Your product is finally ready to launch so you kick off your online marketing campaign and watch the customers roll in, right?
Building product hype takes work, but it’s well worth it. The trick is to keep an element of mystery, while hinting at great things to come. Unsure of where to start? We’ve got you covered.
1. Plan Your Campaigns
When sending campaigns to create product hype, you want to be thinking about conditioning the next action. You definitely don’t want to only send one message at the time of the product drop. Here’s why:
- There will be a lot of people that aren’t expecting the drop
- They might be in the middle of something else
- They may have other priorities that day
This would be a huge wasted opportunity. Some brands might be concerned about overwhelming their customers with multiple messages, but as long as you are providing value in each piece of communication, it’s okay to send multiple messages in your pre-launch campaign.
Your campaign set up could look something like this:
- Pre pre-launch (something big is coming)
- Pre-launch (here’s what’s coming)
- Launch (It’s finally here!)
One of the best ways to build hype is to be mysterious, so don’t give it all away in your first promotional campaign. Consider people’s natural curiosity; if you tell them everything they need to know right away, why would they come back to get more information? Using teaser promos will stimulate their curiosity.
2. Segment Your Audience
Following on from our previous point, teasing your email marketing customer base is one of the best ways to get people excited about a new release. The key is to segment your email subscribers so you know that you’re sending this information to your most engaged audience.
As part of your pre-launch campaign strategy, you might want to encourage your VIP customers to sign up for early access to the product. Giving VIP customers early access is a great way to leverage your most engaged customers into generating hype.
Another option might be to offer an early bird bonus to those customers who act fast. For example, customers who order in the first 72 hours of the launch could receive a complimentary product or a percentage off their order.
You could even segment the audience that missed out on a product and send them a follow up message saying, “Hey, we know you missed out. Here’s an exclusive offer to use on…” This way they still feel like part of the family and that they’ve been given a ‘runner up’ prize.
3. Take Pre-Orders
Why wait until your product officially drops to start making a profit? Collecting money for pre-orders is a great way to build hype. Now, customers are invested. They’ll also be tempted to tell their friends, family, and social media followers about your product.
Create a landing page with a preorder option.
Before your new product goes live, you could create a landing page with an option for customers to pre-order. Landing pages are a great way of showing users why your new product or service is worth their attention. Further, if you want to see more pre-orders, you might consider offering a special price to people who buy before it’s available to everyone else.
4. Hold a Social Media Giveaway
A good way to use social media to build hype around your product is by holding a giveaway. Similar to your email marketing strategy, you could send out a drip series of posts to get your followers curious about what you’re going to offer. Online giveaways can help you spread awareness, build your subscriber list and grow sales. You could set your campaign up to encourage followers to share your posts and sign up to your newsletter list for chances to win.
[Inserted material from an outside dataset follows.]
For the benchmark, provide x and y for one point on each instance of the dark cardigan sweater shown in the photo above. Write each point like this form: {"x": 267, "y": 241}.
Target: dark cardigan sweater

5. Promote Scarcity & Exclusivity in Your Messaging
Creating that feeling of “you’re special” amongst your customers is a powerful way to create hype. Promoting scarcity of products or offers is one way to go about this, or you might offer products to those customers who ‘qualify.’ The result? Customers feel privileged to acquire a limited offer. You want to maintain the exclusivity and scarcity of each drop to drive its success.
Some language choices might include:
- Limited edition
- Not available for long
- Until sold out
- First in, best dressed
Pro Tip: You’ll want to ensure you communicate drop times effectively so people know exactly where to be at the right time. Using a countdown timer is a good way to heighten customers’ anticipation.
6. Involve Your Customers Early On
Apple really has a knack for this – getting everyone to talk about their products months before they launch. In their case, no one is even talking about what the product does, they’re talking about what the product might do. One way you could get your audience engaged and talking about your product before launch is to encourage them to vote on potential products beforehand. So if you sell ice-cream for example, you might ask VIP customers to vote on what flavour they would prefer to see going forward.
7. Timing is Everything
The last thing you want to do is rush a launch, particularly if you’ve spent a lot of time building hype. Timing should depend on how you’re going to be able to deliver the best experience possible. You also want to avoid overwhelming your audience when sending campaigns, and ensure you are providing value in each piece of communication you send.
The Bottom Line: Plan Your Launch
The key is planning. You need to think through your product launches and plan what information you’re going to release and when, who you want talking about you, and how you can turn your product launch into something worth talking about.